As reported on by The Next Web, Google at South by Southwest this weekend gave an interesting look at its plans for Google Now. Aparna Chennapragada, Google Now’s Director of Product Management, discussed Google’s personalized predictive data service and revealed some details regarding the future of the product. Chennapragada revealed that the company soon plans to launch an open API for Google Now that will allow third-party services to integrate it into their apps.
For Google, opening up the Now API to everyone creates an interesting predicament regarding whether it should force users to use the Google version of services, or allow them to opt for third-party variants instead. In response to a question regarding this at SXSW, Chennapragada said that Google Now will track individual usage patterns, which in turn will help guide which data to show to users. Google doesn’t seem to care whether users use its built-in services or third-party data, as long as it is all interfaced in Google Now itself.

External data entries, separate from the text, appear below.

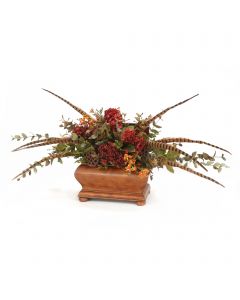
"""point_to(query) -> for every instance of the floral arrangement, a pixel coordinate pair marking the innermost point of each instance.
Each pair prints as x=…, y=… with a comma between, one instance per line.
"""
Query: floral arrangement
x=107, y=139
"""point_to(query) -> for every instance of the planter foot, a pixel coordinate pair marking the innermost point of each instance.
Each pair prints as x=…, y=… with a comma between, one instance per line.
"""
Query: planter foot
x=83, y=199
x=141, y=203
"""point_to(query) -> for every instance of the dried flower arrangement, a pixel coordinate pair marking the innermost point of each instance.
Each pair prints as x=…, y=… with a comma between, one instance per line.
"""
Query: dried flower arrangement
x=106, y=139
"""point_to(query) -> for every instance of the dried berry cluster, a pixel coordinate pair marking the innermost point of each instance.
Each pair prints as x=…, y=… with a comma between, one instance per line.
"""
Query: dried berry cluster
x=106, y=139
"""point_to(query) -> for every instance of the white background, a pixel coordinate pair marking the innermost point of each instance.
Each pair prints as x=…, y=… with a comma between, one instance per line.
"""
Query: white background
x=141, y=56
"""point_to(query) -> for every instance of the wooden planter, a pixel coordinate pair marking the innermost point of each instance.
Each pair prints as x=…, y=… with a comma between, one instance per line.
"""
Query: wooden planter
x=111, y=184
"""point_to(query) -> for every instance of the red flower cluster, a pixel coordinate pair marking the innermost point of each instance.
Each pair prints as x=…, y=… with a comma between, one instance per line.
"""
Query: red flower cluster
x=139, y=144
x=113, y=117
x=129, y=136
x=108, y=154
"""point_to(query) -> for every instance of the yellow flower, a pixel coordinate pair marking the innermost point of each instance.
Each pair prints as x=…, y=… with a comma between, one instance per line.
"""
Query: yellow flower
x=144, y=172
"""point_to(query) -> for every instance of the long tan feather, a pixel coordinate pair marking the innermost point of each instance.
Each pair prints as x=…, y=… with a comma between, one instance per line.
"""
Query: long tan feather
x=62, y=141
x=37, y=163
x=178, y=165
x=148, y=122
x=186, y=140
x=165, y=146
x=36, y=142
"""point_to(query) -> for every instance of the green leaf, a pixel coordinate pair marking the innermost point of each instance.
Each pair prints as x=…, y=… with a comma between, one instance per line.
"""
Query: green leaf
x=74, y=136
x=170, y=168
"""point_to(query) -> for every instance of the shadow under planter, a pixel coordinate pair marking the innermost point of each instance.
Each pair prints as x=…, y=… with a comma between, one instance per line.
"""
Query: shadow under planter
x=111, y=184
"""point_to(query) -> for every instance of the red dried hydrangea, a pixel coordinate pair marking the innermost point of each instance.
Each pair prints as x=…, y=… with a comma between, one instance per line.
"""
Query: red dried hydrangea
x=139, y=144
x=129, y=136
x=109, y=155
x=113, y=117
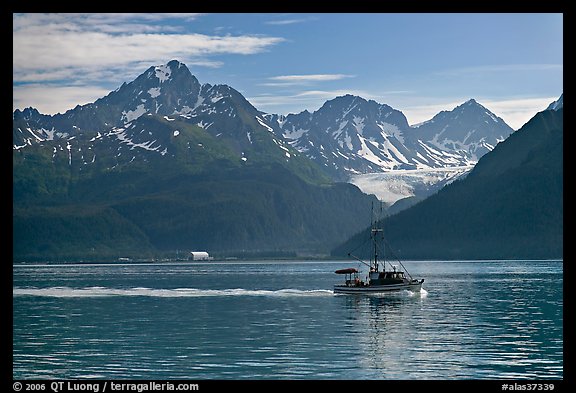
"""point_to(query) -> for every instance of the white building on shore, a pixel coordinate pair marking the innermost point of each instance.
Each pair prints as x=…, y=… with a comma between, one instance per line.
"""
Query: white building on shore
x=199, y=256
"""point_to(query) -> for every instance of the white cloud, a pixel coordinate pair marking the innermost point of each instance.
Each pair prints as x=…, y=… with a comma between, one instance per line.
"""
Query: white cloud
x=500, y=68
x=47, y=45
x=42, y=97
x=286, y=21
x=309, y=78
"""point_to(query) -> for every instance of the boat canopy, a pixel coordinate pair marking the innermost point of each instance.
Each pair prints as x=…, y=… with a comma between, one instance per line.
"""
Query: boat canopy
x=349, y=270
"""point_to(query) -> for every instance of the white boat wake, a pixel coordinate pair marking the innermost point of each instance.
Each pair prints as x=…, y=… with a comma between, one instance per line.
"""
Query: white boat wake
x=89, y=292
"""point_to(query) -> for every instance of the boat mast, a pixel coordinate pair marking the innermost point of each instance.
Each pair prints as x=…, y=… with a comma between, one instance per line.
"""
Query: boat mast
x=374, y=233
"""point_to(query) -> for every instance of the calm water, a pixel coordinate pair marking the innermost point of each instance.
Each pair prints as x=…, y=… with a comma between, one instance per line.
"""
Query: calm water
x=473, y=320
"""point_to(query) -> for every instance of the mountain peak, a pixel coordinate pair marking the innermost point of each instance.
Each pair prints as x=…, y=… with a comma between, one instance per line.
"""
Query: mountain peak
x=558, y=104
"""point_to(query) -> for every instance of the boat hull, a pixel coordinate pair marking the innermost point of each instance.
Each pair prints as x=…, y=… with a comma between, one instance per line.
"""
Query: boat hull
x=414, y=286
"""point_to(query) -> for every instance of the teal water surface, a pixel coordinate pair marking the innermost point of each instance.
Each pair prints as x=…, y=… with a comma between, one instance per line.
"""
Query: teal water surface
x=280, y=320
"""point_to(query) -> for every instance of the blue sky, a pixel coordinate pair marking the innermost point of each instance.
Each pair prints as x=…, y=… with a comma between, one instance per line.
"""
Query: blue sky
x=285, y=63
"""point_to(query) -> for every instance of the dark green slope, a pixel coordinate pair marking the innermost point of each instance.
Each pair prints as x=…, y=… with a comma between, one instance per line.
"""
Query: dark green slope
x=105, y=200
x=509, y=206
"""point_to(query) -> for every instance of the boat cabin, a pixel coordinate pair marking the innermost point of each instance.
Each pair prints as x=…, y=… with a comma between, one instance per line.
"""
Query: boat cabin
x=351, y=277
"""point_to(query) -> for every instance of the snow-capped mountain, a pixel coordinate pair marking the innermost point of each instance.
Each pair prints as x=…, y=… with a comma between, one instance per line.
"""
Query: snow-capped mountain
x=166, y=111
x=350, y=136
x=558, y=104
x=469, y=130
x=149, y=115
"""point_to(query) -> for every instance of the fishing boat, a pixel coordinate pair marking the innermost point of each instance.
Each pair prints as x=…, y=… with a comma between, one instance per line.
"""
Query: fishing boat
x=380, y=278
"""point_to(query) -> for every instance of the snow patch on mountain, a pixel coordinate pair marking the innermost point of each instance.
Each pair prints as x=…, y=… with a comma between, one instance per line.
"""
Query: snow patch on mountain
x=134, y=114
x=392, y=186
x=162, y=72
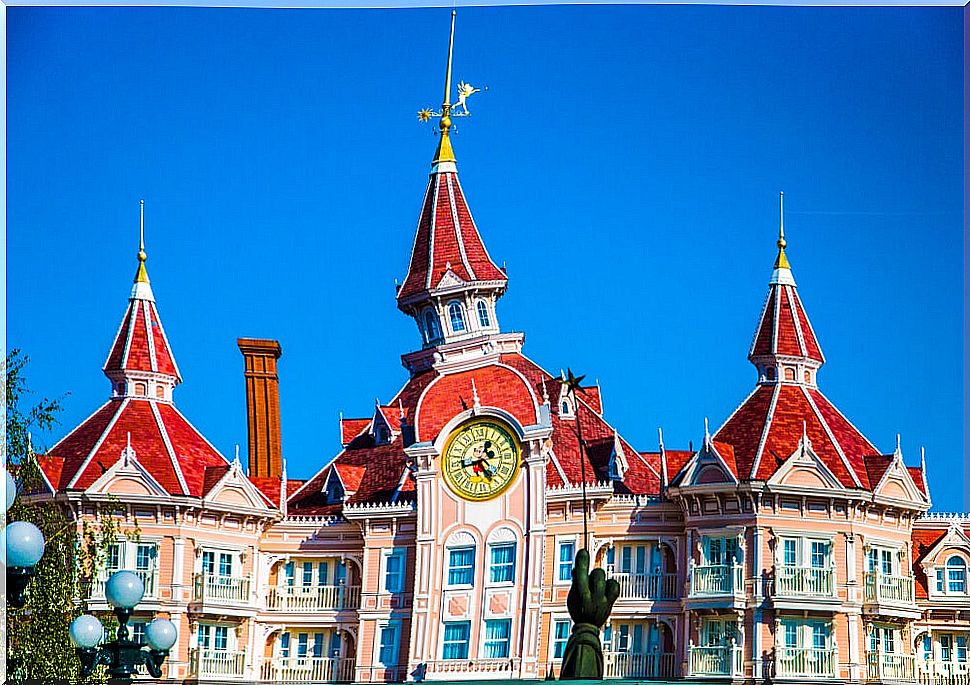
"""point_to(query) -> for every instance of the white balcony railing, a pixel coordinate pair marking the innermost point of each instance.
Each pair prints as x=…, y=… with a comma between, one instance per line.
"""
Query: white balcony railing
x=804, y=662
x=885, y=666
x=660, y=586
x=221, y=589
x=312, y=597
x=626, y=665
x=309, y=669
x=149, y=578
x=476, y=666
x=719, y=660
x=712, y=581
x=217, y=663
x=886, y=589
x=804, y=581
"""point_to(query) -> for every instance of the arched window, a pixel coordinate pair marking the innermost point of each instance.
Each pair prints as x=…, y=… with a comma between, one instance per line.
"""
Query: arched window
x=956, y=575
x=457, y=315
x=483, y=318
x=431, y=325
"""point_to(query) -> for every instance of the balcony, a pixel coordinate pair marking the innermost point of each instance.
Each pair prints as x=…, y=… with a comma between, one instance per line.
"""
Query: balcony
x=888, y=594
x=886, y=666
x=804, y=581
x=628, y=666
x=226, y=590
x=805, y=662
x=312, y=597
x=216, y=663
x=724, y=661
x=655, y=586
x=309, y=670
x=149, y=578
x=716, y=586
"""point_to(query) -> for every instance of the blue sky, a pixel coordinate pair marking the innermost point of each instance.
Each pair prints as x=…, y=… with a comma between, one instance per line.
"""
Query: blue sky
x=624, y=163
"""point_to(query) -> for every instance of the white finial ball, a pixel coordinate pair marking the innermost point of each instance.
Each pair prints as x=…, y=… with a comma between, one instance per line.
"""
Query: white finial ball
x=124, y=590
x=161, y=634
x=86, y=631
x=24, y=544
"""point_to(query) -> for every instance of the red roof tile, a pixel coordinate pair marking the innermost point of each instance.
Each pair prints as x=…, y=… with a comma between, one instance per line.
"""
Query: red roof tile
x=441, y=244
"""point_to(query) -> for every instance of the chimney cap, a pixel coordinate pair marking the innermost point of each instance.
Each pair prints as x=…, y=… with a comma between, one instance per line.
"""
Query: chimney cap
x=259, y=346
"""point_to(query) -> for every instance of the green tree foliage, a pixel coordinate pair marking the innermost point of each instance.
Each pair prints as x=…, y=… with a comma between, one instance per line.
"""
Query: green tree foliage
x=37, y=635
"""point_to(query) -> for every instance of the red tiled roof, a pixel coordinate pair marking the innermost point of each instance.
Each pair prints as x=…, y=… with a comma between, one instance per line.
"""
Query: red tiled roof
x=140, y=344
x=96, y=445
x=351, y=428
x=784, y=328
x=442, y=243
x=745, y=430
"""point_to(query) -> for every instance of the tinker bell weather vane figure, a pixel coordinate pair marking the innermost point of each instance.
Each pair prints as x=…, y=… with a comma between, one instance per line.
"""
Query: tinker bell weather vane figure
x=465, y=90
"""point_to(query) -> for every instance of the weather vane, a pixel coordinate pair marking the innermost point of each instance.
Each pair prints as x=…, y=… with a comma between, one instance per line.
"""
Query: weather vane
x=465, y=90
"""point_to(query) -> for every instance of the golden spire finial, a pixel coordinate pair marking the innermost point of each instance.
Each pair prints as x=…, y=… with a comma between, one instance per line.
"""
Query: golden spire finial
x=445, y=153
x=782, y=261
x=141, y=276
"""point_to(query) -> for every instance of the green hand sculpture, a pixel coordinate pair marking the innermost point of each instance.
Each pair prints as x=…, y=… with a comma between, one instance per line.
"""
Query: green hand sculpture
x=590, y=601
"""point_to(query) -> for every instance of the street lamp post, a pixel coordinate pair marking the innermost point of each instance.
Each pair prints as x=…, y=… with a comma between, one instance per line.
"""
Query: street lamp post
x=122, y=655
x=24, y=547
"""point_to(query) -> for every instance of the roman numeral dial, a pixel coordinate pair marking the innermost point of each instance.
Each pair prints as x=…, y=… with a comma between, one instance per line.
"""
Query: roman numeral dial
x=481, y=459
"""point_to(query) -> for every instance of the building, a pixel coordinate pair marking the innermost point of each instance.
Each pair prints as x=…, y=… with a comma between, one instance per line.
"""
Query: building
x=437, y=543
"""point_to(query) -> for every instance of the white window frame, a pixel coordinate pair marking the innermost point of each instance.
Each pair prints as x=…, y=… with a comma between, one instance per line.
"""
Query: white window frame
x=398, y=553
x=560, y=541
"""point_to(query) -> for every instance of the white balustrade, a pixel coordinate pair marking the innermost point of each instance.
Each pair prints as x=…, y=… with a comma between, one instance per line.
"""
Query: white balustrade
x=804, y=662
x=804, y=581
x=662, y=586
x=309, y=670
x=221, y=589
x=217, y=663
x=312, y=597
x=716, y=580
x=651, y=666
x=716, y=660
x=888, y=589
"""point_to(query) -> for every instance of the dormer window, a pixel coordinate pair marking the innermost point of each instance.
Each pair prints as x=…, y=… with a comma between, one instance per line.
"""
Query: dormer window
x=456, y=313
x=483, y=319
x=431, y=329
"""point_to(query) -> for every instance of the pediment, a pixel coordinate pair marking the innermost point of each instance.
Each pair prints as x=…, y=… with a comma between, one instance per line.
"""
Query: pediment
x=897, y=484
x=955, y=539
x=128, y=476
x=707, y=467
x=234, y=489
x=450, y=279
x=805, y=469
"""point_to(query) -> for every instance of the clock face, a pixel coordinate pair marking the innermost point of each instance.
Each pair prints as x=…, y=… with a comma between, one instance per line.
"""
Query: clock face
x=481, y=459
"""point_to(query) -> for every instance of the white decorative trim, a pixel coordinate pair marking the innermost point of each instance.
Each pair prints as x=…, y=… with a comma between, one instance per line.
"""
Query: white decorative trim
x=169, y=448
x=152, y=360
x=98, y=442
x=764, y=433
x=828, y=432
x=458, y=237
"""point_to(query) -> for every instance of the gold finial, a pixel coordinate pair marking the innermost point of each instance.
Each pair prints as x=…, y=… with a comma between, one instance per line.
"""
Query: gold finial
x=141, y=276
x=445, y=153
x=782, y=261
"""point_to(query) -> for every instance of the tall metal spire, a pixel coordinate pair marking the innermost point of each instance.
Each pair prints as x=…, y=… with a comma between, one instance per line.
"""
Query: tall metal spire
x=445, y=153
x=782, y=261
x=141, y=276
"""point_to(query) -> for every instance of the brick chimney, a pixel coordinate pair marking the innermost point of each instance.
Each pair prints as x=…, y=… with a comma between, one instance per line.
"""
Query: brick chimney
x=262, y=406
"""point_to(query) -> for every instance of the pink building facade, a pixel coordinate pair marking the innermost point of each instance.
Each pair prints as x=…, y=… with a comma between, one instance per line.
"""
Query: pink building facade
x=436, y=543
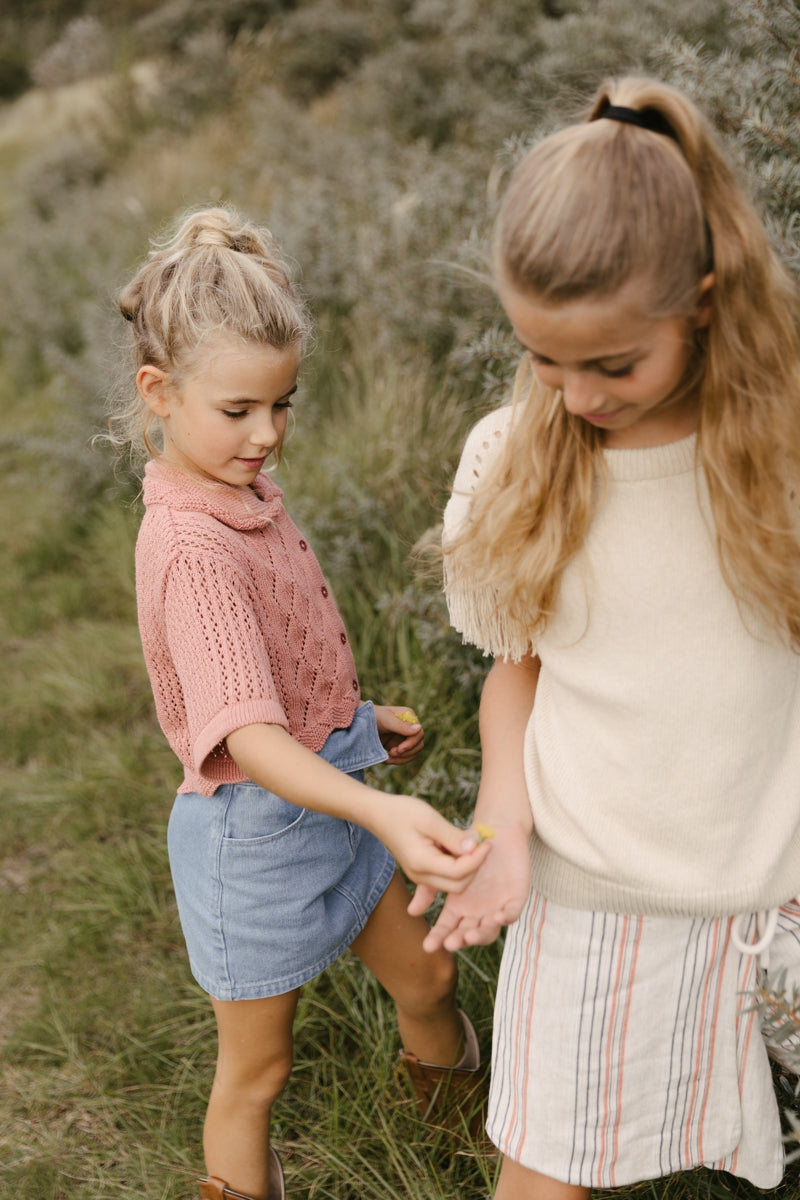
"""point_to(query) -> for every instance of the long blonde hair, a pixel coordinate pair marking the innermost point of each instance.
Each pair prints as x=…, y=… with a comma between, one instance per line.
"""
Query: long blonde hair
x=217, y=274
x=583, y=210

In response to wonders about how Google chooses which features to integrate into Now, Chennapragada explained that she very much takes from personal experiences in development. For instance, she revealed that a recent trip to Disneyland inspired her to start work on future support for theme park queue times.
Google, back in January, announced a partnership with 40+ developers to integrate their applications into Now. This expansion included cards from apps like The Guardian, Pandora, and Airbnb. By further expanding application support for Google Now with an open API, we could see the service open up itself to more niche markets and applications. Google’s end goal with Now is to have users spend the majority of their time getting a rundown of important information in Now, instead of jumping between individual apps. An open API will certainly aid that goal, although there is no timetable for a launch at this point.